Pioneering and vacationing in the same wilderness is always a dicey proposition, since trailblazers expect hardships and danger while pleasure seekers do not–and the stakes have never been higher than in outer space. It would seem to make sense to limit the peril to those actually endeavoring to colonize these new worlds, a very important mission, and to leave the sightseeing for a time in the future. But it can be argued that space tourism will normalize and improve what may be a species-saving process. From Andrew Edgecliffe-Johnson’s Financial Times interview with Richard Branson, conducted just prior to the Virgin Galactic disaster:
“Our lunch falls in the middle of a typical Branson week. It began in Montreal with a meeting of his charitable foundation, Virgin Unite, then moved to Toronto for the launch of a Virgin Mobile training programme for homeless Canadians. He is in New York to hold a press conference for the Global Commission on Drug Policy, a group including nine former world leaders that favours decriminalising drug use.

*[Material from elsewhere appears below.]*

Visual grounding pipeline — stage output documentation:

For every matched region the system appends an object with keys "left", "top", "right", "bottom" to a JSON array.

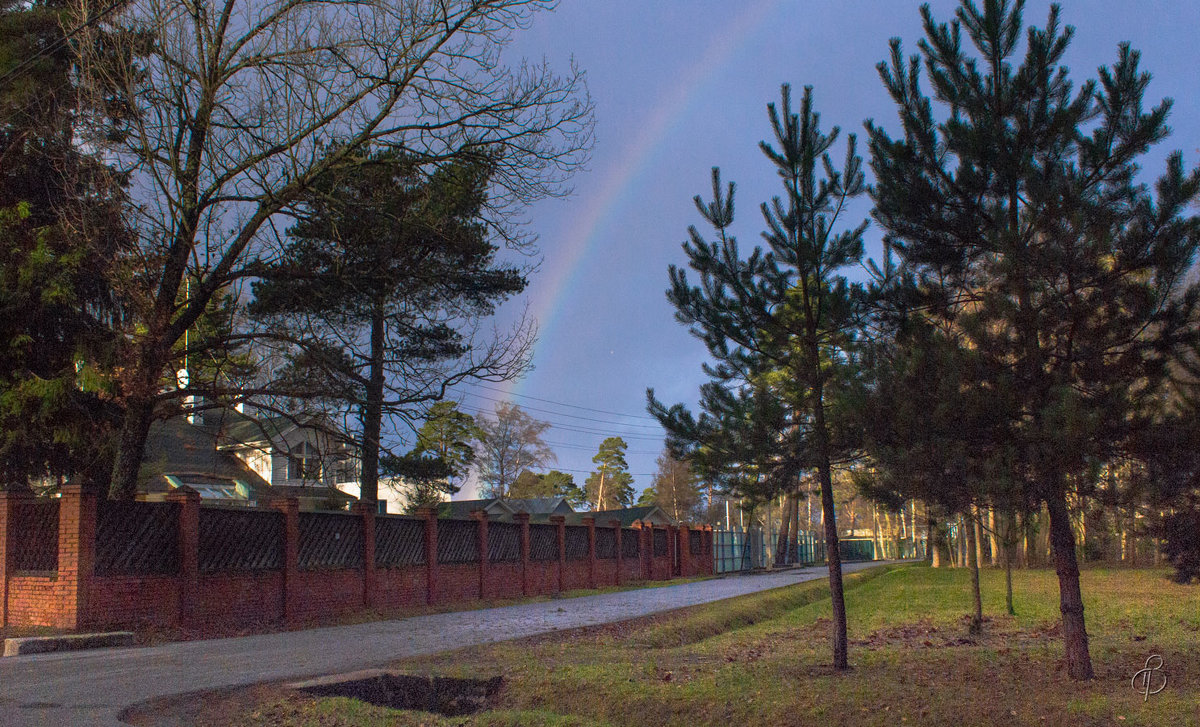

Next he will be off to Washington for breakfast with Republican senator Rand Paul, before heading for a spin in a ‘centrifuge gondola’ near Philadelphia to prepare his body for the stresses of a long-awaited suborbital space flight with Virgin Galactic, which he dubs ‘the world’s first commercial spaceline.’ Somewhere between these public appearances, he will also find time to run the eclectic collection of airlines, train operators, gyms, mobile phone businesses, radio stations, music festivals and banks that have built a fortune Forbes estimates at $5bn.
In person, Branson is an almost shy showman. He has barely made eye contact from under his sweep of silver-gold hair. Wearing a dark blazer with two shirt buttons undone and cuffs open at the wrist, he plays with a pen while he talks about his next adventure.
He has performed his fair share of stomach-turning exploits in hot-air balloons, high-speed boats and the like. But, at 64, he knows that going into space will put different strains on his frame. ‘There’s eight seconds where you go from nought to 3,500mph,’ he says. At 4.5 G-force, ‘you’re going to feel it on your body.’
His dream of experiencing ‘the overview effect’ that astronauts talk of when they see the planet from afar has been delayed by about seven years, but his best guess now is that in March next year he and his son Sam, 29, will lift off from the ‘spaceport’ in New Mexico.”